Mais il y a plus, encore, en ce « Bacchus » ! C’est qu’il se veut en fait là une variante picturale d’un autre tableau, l’avant dernier, du même Léonard de Vinci : son sublime « Saint Jean-Baptiste » qui, en plus d’être le premier clair-obscur de l’histoire de l’art (près d’un siècle avant Rembrandt ou Le Caravage), s’avère en fait, l’index droit pointé vers le ciel en guise d’appel à la transcendance divine, une figure androgyne et au sourire typiquement, à l’instar de celui donnant vie au visage de sa célébrissime « Joconde », léonardesque lui aussi. Ce « Saint Jean-Baptiste » de toute beauté, d’une grâce quasi angélique, le voici, ici aussi, tel qu’il se donne à voir également, en majesté, au musée du Louvre.
Sur l’androgynie: l’érotisme bisexué des anges
Quant à ceux qui douteraient de son androgynie, qu’ils se reportent alors, en guise d’incontestable preuve en la matière, à son dessin préparatoire (hélas resté injustement méconnu, tant il est objet de censure et même carrément interdit à la vision du public au regard de son caractère particulièrement audacieux sur le plan sexuel), où l’on voit, dessiné au fusain, ce même et très ambigu « Saint Jean-Baptiste », le buste nu, orné de seins de femme et, le sourire ostensiblement malicieux, voire ouvertement provocateur sous son abondante chevelure bouclée, exhibant un long sexe, entièrement nu lui aussi, en érection!
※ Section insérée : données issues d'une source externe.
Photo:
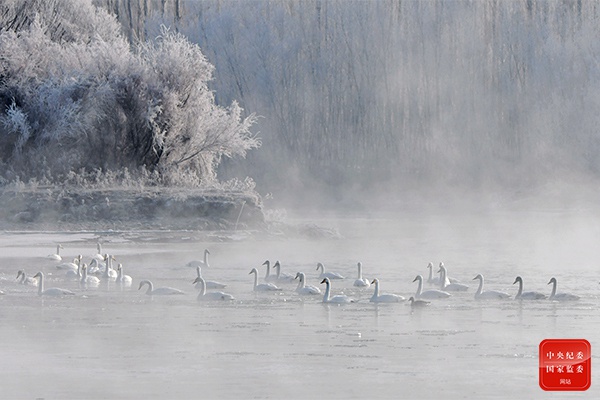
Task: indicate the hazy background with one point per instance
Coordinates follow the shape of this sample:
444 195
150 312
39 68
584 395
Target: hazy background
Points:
398 97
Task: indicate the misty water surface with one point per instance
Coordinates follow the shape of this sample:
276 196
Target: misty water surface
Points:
106 343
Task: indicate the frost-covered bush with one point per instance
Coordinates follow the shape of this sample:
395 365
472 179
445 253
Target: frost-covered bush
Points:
75 95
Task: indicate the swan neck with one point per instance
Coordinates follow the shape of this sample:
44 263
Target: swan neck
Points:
480 288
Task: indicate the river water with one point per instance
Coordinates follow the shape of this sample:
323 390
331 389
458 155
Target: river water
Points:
111 343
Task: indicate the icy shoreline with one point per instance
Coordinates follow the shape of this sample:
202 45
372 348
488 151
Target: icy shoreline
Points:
129 209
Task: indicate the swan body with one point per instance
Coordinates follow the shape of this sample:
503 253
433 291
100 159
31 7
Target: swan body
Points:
203 295
428 294
122 279
385 297
262 287
330 275
303 288
70 266
360 281
446 285
208 284
161 291
88 281
281 276
414 303
198 263
50 291
338 299
109 273
527 295
268 276
560 296
56 256
488 294
26 280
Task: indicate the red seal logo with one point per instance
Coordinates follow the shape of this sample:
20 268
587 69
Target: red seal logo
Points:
565 364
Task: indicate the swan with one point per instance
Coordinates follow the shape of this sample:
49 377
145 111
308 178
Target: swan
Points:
268 276
360 281
263 287
109 273
50 291
488 294
56 256
210 295
560 296
527 295
432 280
446 285
281 276
161 291
74 275
198 263
26 280
428 294
303 288
71 266
330 275
208 284
86 280
123 280
98 256
418 303
338 299
384 298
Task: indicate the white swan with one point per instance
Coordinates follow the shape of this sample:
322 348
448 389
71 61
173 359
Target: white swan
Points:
560 296
208 284
161 291
262 287
330 275
446 285
385 297
338 299
109 273
198 263
428 294
527 295
70 266
88 281
56 257
303 288
418 303
26 280
122 279
281 276
50 291
203 295
488 294
268 276
98 256
432 280
360 281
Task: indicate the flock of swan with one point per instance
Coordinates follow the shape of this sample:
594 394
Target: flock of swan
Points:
100 268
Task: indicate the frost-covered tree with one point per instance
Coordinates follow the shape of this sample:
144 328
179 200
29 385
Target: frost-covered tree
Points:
75 94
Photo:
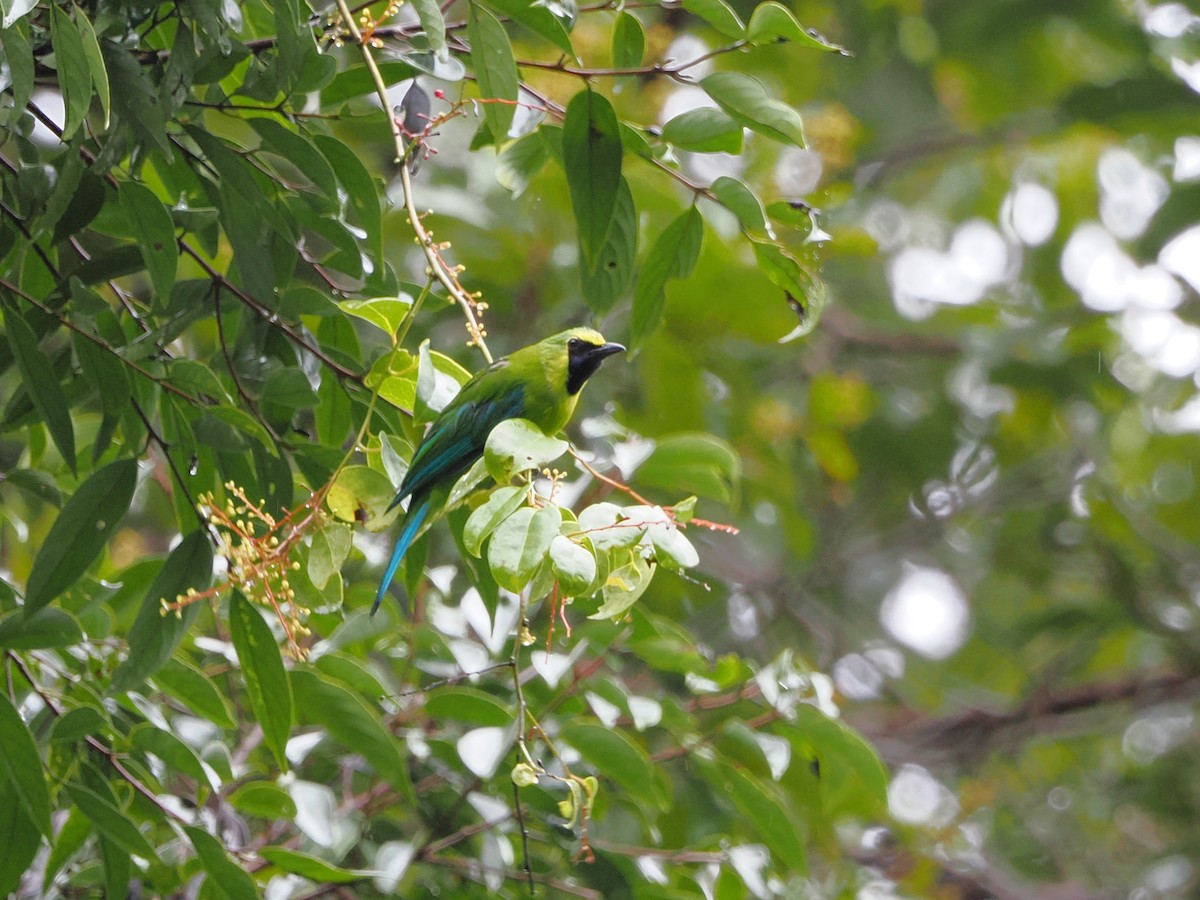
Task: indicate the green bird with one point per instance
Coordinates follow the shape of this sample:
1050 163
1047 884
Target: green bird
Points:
540 383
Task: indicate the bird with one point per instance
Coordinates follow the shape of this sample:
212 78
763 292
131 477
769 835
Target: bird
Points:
540 383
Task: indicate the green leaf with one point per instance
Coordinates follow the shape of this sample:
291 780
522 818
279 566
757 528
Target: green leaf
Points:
353 723
742 202
22 839
262 667
363 495
153 637
298 150
155 232
429 12
264 799
387 313
174 753
469 706
628 41
75 77
763 810
223 873
310 867
624 587
111 822
496 70
22 766
705 131
361 191
573 564
804 292
774 22
538 18
521 160
484 520
19 55
42 384
853 781
77 724
719 15
592 156
42 630
520 545
185 683
517 445
693 463
613 755
96 69
81 532
747 101
606 281
673 256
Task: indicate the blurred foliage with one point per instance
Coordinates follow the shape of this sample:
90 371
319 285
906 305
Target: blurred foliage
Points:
965 493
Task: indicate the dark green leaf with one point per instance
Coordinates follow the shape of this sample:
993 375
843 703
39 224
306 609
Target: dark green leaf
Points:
606 282
539 19
747 101
703 131
96 67
353 723
719 15
435 24
628 41
22 766
774 22
43 385
469 706
154 636
613 755
155 232
22 839
189 685
71 60
262 667
742 202
592 156
804 291
496 70
223 874
42 630
81 532
673 256
309 867
19 57
111 822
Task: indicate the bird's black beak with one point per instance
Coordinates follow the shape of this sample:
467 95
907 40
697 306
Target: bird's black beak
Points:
605 351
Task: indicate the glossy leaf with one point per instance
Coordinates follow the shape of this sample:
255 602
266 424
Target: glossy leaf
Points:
154 636
705 131
520 545
43 385
606 282
592 157
517 445
353 723
747 101
496 70
22 766
81 532
111 822
155 233
262 667
673 256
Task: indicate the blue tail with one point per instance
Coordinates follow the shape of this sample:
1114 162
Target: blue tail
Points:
413 520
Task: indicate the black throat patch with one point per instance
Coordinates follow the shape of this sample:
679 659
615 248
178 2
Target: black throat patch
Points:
582 361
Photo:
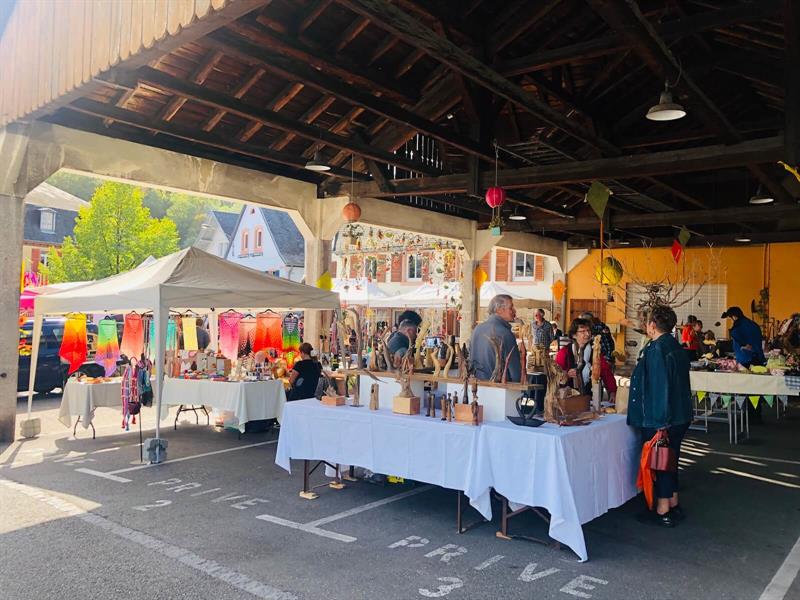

Le titre définitif de cette œuvre ultime, nimbée d’un érotisme hautement transgressif, de Léonard de Vinci, dandy avant la lettre et notoire homosexuel, n’est pas, lui non plus, moins évocateur : « L’ange incarné ». Il est de notoriété publique, en effet, que les anges, bibliquement parlant, n’ont pas de sexe – asexués, donc – ou plutôt, s’ils en ont un, il se doit forcément d’être, contre tout binarisme anthropologique ou lacune physiologique, de nature bisexuée, incorporant ainsi conjointement, afin de mieux comprendre ainsi l’espèce humaine en sa globalité, le masculin et le féminin, eux-mêmes intrinsèques à toute humanité correctement, et surtout totalement, entendue à l’aune, par définition, de l’absolue perfection divine!
Une mise en scène ou, à force d’inclusion, c’est la grâce de l’art qui s’en est trouvée exclue
C’est ainsi que, rapporté cette fois à l’authentique et fameuse « Cène » de Léonard de Vinci, fresque décorant, agencée en une perspective architecturale digne du grand Bramante, le mur frontal du réfectoire de l’ancien couvent milanais de Santa Maria delle Grazie, le Christ lui-même y apparaît lui aussi sous les traits, pour qui sait y regarder de plus près, d’un être bisexué, comme le montre également sans ambages, placé à sa droite (à sa gauche pour les spectateurs que nous sommes), son apôtre préféré, Saint Jean, qui y pose ici, quant à lui, sous la figure, d’une délicatesse infinie, d’une jeune et tendre femme (que certains commentateurs avisés assimilent en outre là, soit dit en passant, à Marie-Madeleine, ex-prostituée que Jésus aima, comme le laissent clairement sous-entendre les Saintes Écritures, d’un amour certes christique, voire divin, mais néanmoins, là aussi, tout humain).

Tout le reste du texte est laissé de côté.